Mix what you have, what warms your spirit,

what feels true to the season.

I had:

Rosehips

Elderberries

Orange peel

Cinnamon

Calendula flowers

Pine needles

Mmmm.

A Proper Tea is much nicer than a Very Nearly Tea, which is one you forget about afterwards.  ~A.A. Milne

Live and Learn

Our experiment in living without new plastic has been going swimmingly,

but what would it be without a few lessons along the way?

Such as, don’t assume ones favorite restaurant has eco friendly to-go-ware.

I felt sick bringing home all this styrofoam with leftovers from a rare dinner out. Ever practical and searching for meaning, I looked for the lesson in the disaster. Apparently this week’s take home message is something along the lines of Always Be Prepared. Or maybe it’s to get out of the house more often.

I’ve trained myself to always have canvas bags filled with an assortment of small muslin sacks, a couple jars, and a plastic squeeze bottle at the ready in the back of the Suby when I’m out and about. To that stash I’ve added a tiffin for situations like the one above. For good measure my purse now houses a set of silverware wrapped in a napkin. Some folks even carry a glass drinking straw, but I can’t imagine what would happen if my Favorite Pickpocket got ahold of that. Oh, and if you’re in the market for a new one, a mason jar with a sock cozy makes a splendid travel mug.

Our ways are changing, slowly but surely, and it’s encouraging to see the new ways taking hold. The experience of accepting food in styrofoam felt like a threshold moment, right on the brink between who we’ve been and who we are becoming. My hope is that it never happens again, but in the meantime it offered a reminder that lest we get too smug about our good deeds, there are many more habits from a lifetime of careless complacency waiting to be cracked open and remade.

Whoa

So here’s what I’ve been wondering:

If I’ve always taken for granted

that disposable plastic is necessary for life

and am now discovering that this isn’t the case at all,

what else have I believed

that isn’t true?

Drying Out

There are days when I wonder why we even bother trying to live in a way that produces less waste. Does it really matter, I sometimes ask myself, if I don’t buy the bag of chips or the new hair clip or whatever else it is I want so badly? Almost everything in our culture – from the aisles lined with spiffily packaged food to the promise of the American Dream – tells me that the answer is no. In fact, there are days when not buying my kid crackers seems downright ridiculous.

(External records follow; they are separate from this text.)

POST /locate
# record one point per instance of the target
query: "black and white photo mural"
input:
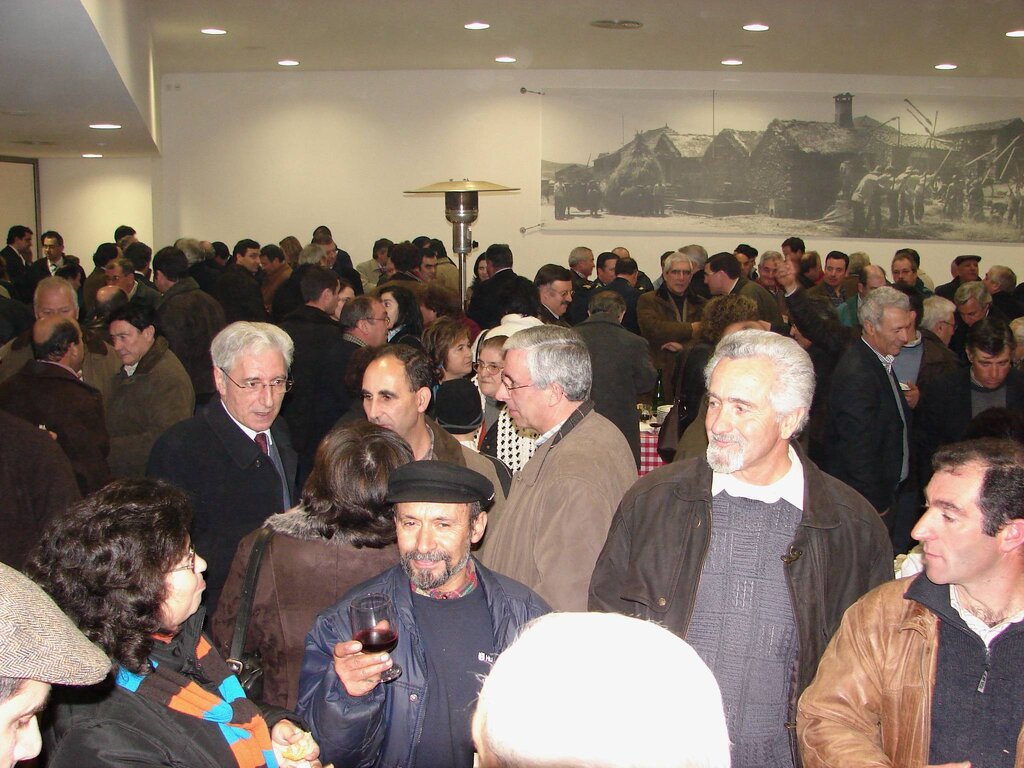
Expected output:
(815, 164)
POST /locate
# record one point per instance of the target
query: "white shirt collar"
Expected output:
(790, 486)
(250, 433)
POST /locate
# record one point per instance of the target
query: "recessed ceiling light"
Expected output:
(616, 24)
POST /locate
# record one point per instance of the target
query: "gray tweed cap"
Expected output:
(38, 641)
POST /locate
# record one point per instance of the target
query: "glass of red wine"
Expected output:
(374, 625)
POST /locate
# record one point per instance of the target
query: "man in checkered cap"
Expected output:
(39, 646)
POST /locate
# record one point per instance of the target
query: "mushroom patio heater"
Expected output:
(461, 207)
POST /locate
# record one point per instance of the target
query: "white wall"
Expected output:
(86, 200)
(267, 155)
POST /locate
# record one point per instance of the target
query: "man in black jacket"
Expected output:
(235, 458)
(763, 544)
(318, 397)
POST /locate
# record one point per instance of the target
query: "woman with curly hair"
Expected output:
(446, 343)
(121, 565)
(404, 322)
(340, 535)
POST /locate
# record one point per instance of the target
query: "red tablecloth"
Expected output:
(649, 459)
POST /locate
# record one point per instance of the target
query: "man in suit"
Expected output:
(17, 257)
(622, 366)
(723, 278)
(867, 432)
(235, 458)
(991, 381)
(484, 307)
(121, 272)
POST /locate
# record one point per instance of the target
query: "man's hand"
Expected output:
(286, 733)
(912, 394)
(358, 672)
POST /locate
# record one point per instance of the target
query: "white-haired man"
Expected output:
(561, 502)
(766, 550)
(235, 457)
(536, 711)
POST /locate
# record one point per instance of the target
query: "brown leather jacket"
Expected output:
(870, 704)
(651, 562)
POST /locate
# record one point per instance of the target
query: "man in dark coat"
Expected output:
(867, 433)
(188, 318)
(36, 483)
(238, 290)
(484, 308)
(49, 393)
(622, 365)
(318, 397)
(235, 458)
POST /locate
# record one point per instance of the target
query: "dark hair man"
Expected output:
(455, 616)
(729, 515)
(928, 670)
(188, 318)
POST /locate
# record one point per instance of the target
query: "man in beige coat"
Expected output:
(561, 503)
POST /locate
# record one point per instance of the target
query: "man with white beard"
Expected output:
(767, 552)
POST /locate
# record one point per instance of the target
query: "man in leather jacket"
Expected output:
(928, 670)
(751, 554)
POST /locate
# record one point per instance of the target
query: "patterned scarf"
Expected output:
(241, 723)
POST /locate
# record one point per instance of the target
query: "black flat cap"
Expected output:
(438, 481)
(961, 259)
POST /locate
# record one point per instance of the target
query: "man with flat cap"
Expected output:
(454, 617)
(39, 647)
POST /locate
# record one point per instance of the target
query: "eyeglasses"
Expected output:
(489, 368)
(511, 386)
(190, 565)
(276, 386)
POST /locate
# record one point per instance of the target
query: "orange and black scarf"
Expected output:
(241, 723)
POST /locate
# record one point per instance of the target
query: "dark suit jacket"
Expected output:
(44, 393)
(239, 294)
(231, 485)
(318, 397)
(623, 371)
(944, 411)
(864, 432)
(483, 306)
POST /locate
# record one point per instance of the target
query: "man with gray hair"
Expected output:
(867, 433)
(750, 542)
(235, 457)
(536, 711)
(561, 502)
(39, 647)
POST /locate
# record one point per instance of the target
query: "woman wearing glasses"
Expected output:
(121, 565)
(500, 436)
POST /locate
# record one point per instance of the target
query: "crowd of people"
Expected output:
(212, 455)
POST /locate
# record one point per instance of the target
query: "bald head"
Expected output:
(57, 339)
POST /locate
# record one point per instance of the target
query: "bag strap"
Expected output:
(248, 592)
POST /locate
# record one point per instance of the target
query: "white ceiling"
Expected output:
(57, 76)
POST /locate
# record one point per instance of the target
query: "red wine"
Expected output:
(375, 641)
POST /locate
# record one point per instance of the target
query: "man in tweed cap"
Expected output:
(39, 646)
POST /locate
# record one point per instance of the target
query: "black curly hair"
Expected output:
(346, 489)
(105, 561)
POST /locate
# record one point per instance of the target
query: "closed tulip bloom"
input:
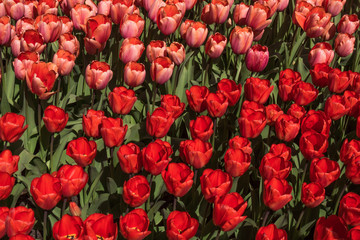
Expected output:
(130, 158)
(275, 167)
(14, 8)
(176, 52)
(196, 34)
(349, 150)
(229, 88)
(132, 25)
(257, 17)
(168, 18)
(320, 74)
(46, 191)
(161, 69)
(119, 8)
(80, 15)
(23, 62)
(334, 7)
(12, 127)
(20, 221)
(180, 225)
(237, 162)
(113, 131)
(4, 212)
(172, 104)
(121, 100)
(55, 118)
(136, 191)
(348, 24)
(40, 79)
(196, 152)
(304, 93)
(49, 26)
(8, 162)
(317, 121)
(257, 90)
(98, 30)
(312, 194)
(68, 226)
(6, 185)
(196, 97)
(69, 42)
(98, 74)
(101, 226)
(241, 39)
(216, 104)
(335, 107)
(228, 211)
(215, 45)
(313, 144)
(277, 193)
(131, 50)
(287, 80)
(271, 232)
(332, 227)
(273, 111)
(159, 122)
(215, 183)
(339, 81)
(134, 225)
(156, 156)
(202, 128)
(82, 151)
(134, 74)
(344, 44)
(65, 61)
(5, 29)
(287, 127)
(91, 123)
(321, 53)
(349, 209)
(156, 48)
(73, 179)
(324, 171)
(178, 179)
(31, 40)
(257, 58)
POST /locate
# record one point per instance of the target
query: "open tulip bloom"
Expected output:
(179, 119)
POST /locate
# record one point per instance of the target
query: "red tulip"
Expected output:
(228, 211)
(20, 221)
(277, 193)
(11, 127)
(178, 179)
(46, 191)
(331, 228)
(156, 156)
(113, 131)
(136, 191)
(68, 226)
(180, 225)
(130, 158)
(82, 151)
(324, 171)
(312, 194)
(121, 100)
(196, 152)
(73, 179)
(134, 225)
(215, 183)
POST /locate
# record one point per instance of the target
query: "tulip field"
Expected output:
(179, 119)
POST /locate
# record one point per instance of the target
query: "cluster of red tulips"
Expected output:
(165, 144)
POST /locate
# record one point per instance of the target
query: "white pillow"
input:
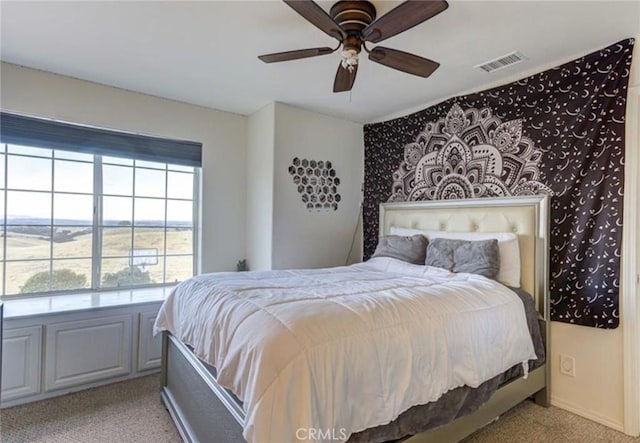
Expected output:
(508, 247)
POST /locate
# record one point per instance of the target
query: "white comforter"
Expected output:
(343, 349)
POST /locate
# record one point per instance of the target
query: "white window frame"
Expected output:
(97, 225)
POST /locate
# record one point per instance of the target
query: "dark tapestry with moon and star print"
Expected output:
(559, 132)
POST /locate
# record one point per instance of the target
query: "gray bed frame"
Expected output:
(203, 411)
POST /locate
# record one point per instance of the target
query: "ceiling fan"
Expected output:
(353, 24)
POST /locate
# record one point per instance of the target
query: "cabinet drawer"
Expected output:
(21, 363)
(84, 351)
(149, 347)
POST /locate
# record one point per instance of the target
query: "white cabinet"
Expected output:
(49, 355)
(84, 351)
(21, 350)
(149, 347)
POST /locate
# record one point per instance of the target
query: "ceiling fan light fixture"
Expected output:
(349, 58)
(354, 23)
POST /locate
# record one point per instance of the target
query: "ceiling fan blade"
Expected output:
(344, 79)
(403, 61)
(294, 55)
(402, 17)
(317, 16)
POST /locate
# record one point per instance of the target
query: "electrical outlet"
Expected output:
(567, 365)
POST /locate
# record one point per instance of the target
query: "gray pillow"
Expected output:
(410, 249)
(475, 257)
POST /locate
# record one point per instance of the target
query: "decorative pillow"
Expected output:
(410, 249)
(509, 273)
(474, 257)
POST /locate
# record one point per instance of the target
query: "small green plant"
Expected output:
(131, 275)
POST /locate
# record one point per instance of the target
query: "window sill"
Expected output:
(56, 304)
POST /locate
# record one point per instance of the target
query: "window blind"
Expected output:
(36, 132)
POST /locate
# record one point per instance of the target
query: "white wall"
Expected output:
(260, 153)
(281, 232)
(305, 238)
(223, 135)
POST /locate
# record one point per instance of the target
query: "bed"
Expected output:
(203, 410)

But more and more, what’s absurd isn’t my cart of rye flour and raisins in muslin bags. What’s absurd are those bursting aisles of boxes and bags and cans and jars that seem less like a source of sustenance and more like a clean and well lit landfill. I don’t see the food anymore, just the waste.

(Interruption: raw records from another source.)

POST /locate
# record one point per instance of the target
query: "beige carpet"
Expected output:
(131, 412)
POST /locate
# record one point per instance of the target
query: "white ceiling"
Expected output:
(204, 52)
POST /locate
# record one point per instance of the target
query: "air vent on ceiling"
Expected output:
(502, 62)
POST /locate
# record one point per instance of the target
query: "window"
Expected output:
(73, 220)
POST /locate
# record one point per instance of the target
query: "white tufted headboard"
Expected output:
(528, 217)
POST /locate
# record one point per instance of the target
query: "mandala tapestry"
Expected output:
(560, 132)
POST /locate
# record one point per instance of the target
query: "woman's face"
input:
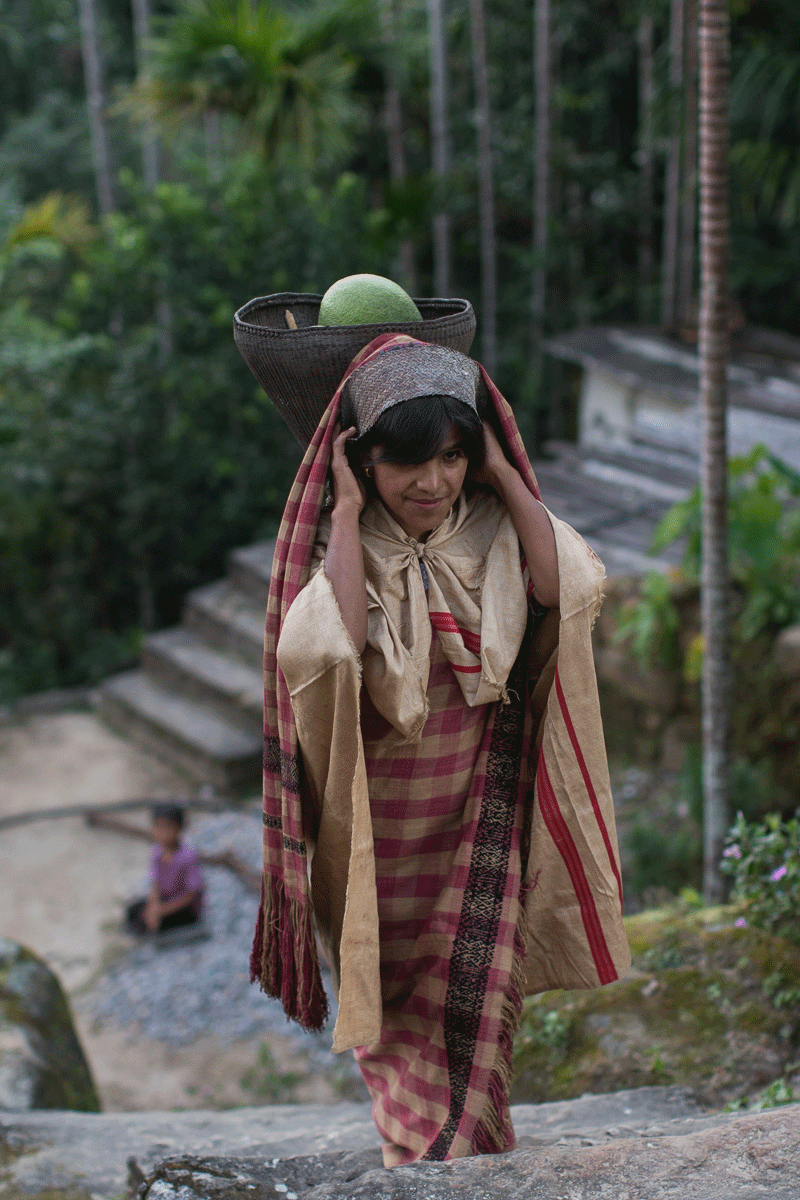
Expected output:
(420, 496)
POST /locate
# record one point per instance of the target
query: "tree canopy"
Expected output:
(134, 447)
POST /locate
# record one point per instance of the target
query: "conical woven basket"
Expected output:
(300, 369)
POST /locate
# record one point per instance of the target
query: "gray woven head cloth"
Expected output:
(404, 372)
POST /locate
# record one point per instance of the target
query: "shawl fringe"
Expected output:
(284, 959)
(493, 1133)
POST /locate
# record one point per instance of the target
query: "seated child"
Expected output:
(175, 877)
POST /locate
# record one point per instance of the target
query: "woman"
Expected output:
(433, 733)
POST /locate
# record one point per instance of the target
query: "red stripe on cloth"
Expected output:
(471, 641)
(560, 834)
(587, 779)
(445, 623)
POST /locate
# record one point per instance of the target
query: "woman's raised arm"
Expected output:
(529, 517)
(344, 557)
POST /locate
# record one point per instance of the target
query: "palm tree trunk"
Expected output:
(647, 163)
(440, 150)
(92, 65)
(150, 147)
(395, 133)
(714, 347)
(485, 189)
(672, 184)
(541, 168)
(689, 205)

The rushing river of consumerism moves so quickly, with so much force, that when we are caught in it, it is almost impossible to tell how carried away we’ve become. Without making this commitment to living without plastic for even a few months, it would have been close to impossible for me to sit on the banks, watching all the cool stuff get swept by.

I feel, sometimes, like one of the addicts I used to nurse at the hospital. Just as I start drying out from that rushing river you might call Modern Consumer Culture, I start asking what’s one small hit/bag of chips going to do? I’m ready to jump back into the current, to get swept away again.

Because of that vow, I am discovering ways to drown out the all-pervasive voice of culture and advertising and a whole lifetime of pretty much getting what I want. And I look at that bag of chips and ask two new questions: How was the earth harmed to make this? How will the earth be harmed when I throw it away?

I can’t always articulate an answer, but the gist of it steers me back to the bulk food aisle, or home to do some knitting, or for a walk on the land. Like any addict, I sometimes ask the higher power for help. The moment passes. And I feel relieved to be sitting out the deluge, drying out little by little.